Laschet in Hagen: balancing act in the disaster


Status: 07/15/2021 7:06 p.m.

A visit to the disaster area is a fine line for election campaigners. History shows that these moments can definitely decide elections.

From Kai Clement,
ARD capital studio

The Chancellor of the past almost 40 years all had their flood moments: practical test. Sympathy. Crisis management. In 2013 Angela Merkel experienced the flood of the century in Saxony, Thuringia and Bavaria. The caretaker can be shown how to fill sandbags. She promises a billion dollar relief fund. Her predecessor Gerhard Schröder presented himself as a man of action in rubber boots and a rain jacket during the Elbe flood in 2002. Helmut Kohl, on the other hand, was still balancing unsuitably for a disaster in a suit over sandbag barriers when the floods of the Oder hit the German-Polish border region in 1997.

So now NRW Prime Minister and Union Chancellor candidate Armin Laschet has come to Altena and Hagen in North Rhine-Westphalia. And again the question arises: How can a balance be found between the requirement to be on site in such a catastrophe and the temptation to stand in the way senselessly in order to get effective and electoral photos? This is too serious a situation, Laschet says, and thus nothing to create images with. It is important to be there.

Schröder’s rubber boot moment

The political scientists Michael Bechtel and Jens Hainmueller examined the use of Chancellor Schröder in the Elbe flood in 2002 ten years ago. He had announced in the Bundestag: “What must be done to eliminate the consequences of the disaster, dear friends, we will do that . And we’ll take the lead. ”

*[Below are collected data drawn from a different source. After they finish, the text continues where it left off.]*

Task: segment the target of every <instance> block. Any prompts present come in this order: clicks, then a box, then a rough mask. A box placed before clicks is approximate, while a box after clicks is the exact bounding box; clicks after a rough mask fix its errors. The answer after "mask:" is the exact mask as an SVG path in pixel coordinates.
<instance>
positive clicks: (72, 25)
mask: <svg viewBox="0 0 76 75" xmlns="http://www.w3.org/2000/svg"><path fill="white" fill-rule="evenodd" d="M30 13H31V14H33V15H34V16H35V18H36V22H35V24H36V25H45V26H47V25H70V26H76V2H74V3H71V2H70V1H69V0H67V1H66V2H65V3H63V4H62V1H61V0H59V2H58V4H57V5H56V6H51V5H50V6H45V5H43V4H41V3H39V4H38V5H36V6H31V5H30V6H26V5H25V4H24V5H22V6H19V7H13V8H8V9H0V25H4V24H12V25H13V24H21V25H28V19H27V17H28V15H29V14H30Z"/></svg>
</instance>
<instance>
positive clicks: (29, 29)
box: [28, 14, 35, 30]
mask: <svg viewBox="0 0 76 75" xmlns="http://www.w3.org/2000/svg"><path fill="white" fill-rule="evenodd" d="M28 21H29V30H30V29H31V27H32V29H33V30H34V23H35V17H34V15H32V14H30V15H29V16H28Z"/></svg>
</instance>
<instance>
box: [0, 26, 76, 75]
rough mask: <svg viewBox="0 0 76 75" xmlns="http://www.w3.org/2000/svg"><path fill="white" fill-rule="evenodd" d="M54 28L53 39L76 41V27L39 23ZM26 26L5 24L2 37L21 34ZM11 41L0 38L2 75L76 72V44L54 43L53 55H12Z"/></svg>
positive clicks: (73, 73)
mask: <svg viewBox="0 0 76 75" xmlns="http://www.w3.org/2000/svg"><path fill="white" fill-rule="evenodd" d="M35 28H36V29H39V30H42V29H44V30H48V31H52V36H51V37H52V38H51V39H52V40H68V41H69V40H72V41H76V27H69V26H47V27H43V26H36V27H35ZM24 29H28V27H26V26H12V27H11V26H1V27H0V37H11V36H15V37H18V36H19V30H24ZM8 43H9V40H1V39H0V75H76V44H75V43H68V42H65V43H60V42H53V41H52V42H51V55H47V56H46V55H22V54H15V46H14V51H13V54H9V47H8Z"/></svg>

The political scientists came to the conclusion that the SPD was able to gain an average of seven percentage points of votes in the areas affected by the flood. “The candidate was lying in a deck chair,” said SPD man Ludwig Stiegler about CSU challenger Edmund Stoiber. He initially went on vacation to Juist and rejected “flood tourism”. Schröder won the federal election in 2002. It was the famous Schröder moment, also known as the rubber boot moment.

Laschet does not want to know anything about such a comparison. “It doesn’t remind me of that. You can be sure: every Prime Minister who takes his office seriously will be there at such a moment. It doesn’t work without presence. Because Laschet was also asked why he hadn’t come to the crisis region earlier. But if politics gives the impression that they did not come for the sake of the people, but for the sake of their own (re) election, then credibility is the end of the story.

Chancellor Angela Merkel (CDU) and the then Prime Minister of Lower Saxony Christian Wulff (CDU) in the flood area on the Elbe (archive photo from 9.4.2006)

Image: dpa

Balancing act in the election campaign

It is a balancing act that also challenges the other candidates for chancellor. Vice Chancellor and Finance Minister Olaf Scholz will get an idea of ​​the situation together with the Rhineland-Palatinate Prime Minister Malu Dreyer (both SPD), his ministry said. Scholz said: “The people in the disaster area are in need, the damage is immense. The federal government has to lend a hand.”

Green candidate Annalena Baerbock broke off her vacation. “The devastating extent of the floods is staggering,” she said. AfD parliamentary group leader Alice Weidel, however, warned on Twitter as a precaution: “Respect for those affected prohibits this catastrophe from being appropriated for climate propaganda.”

Merkel as a little girl on the radio

After the death of Helmut Schmidt, Merkel told how defining rubber boot moments are. “I still remember exactly how I, as a little girl, and of course my parents in the GDR, literally hung on the radio because we were incredibly worried about our grandmother and aunt in Hamburg.” You had just trusted Helmut Schmidt to get the situation under control.

In 1962 Schmidt was neither chancellor nor candidate, but Senator for the Interior in Hamburg. With a blue light he raced into town “in violation of all traffic rules,” said Schmidt. He also “immediately took a helicopter” and flew the disaster area as a whole. He was just 43 years old at the time. Schmidt called the Bundeswehr to help against the Hamburg storm surge and took over the central operations management for the urban area. “This is my first strong, my very personal memory of Helmut Schmidt,” Merkel said in retrospect.

More climate protection?

As early as 1997, in view of the floods, the Greens demanded that riparian areas should become more natural again, that space was needed for floodplain areas. Kohl put it this way: “We have to give the rivers their space. Otherwise they will take it back, with dire consequences for the people affected.”

Now, two months before the general election, the Greens could show their expertise in environmental and nature conservation. The Union, on the other hand, is vague in its election manifesto when it comes to concrete climate protection measures. And this is what Laschet now sounds like in Hagen. One will be confronted with such events again and again. His conclusions: More speed with climate protection measures – European, nationwide, worldwide. And: “More dynamism for climate protection,” he then says.

Politics in times of flooding

Kai Clement, ARD Berlin, July 15, 2021 4:26 p.m.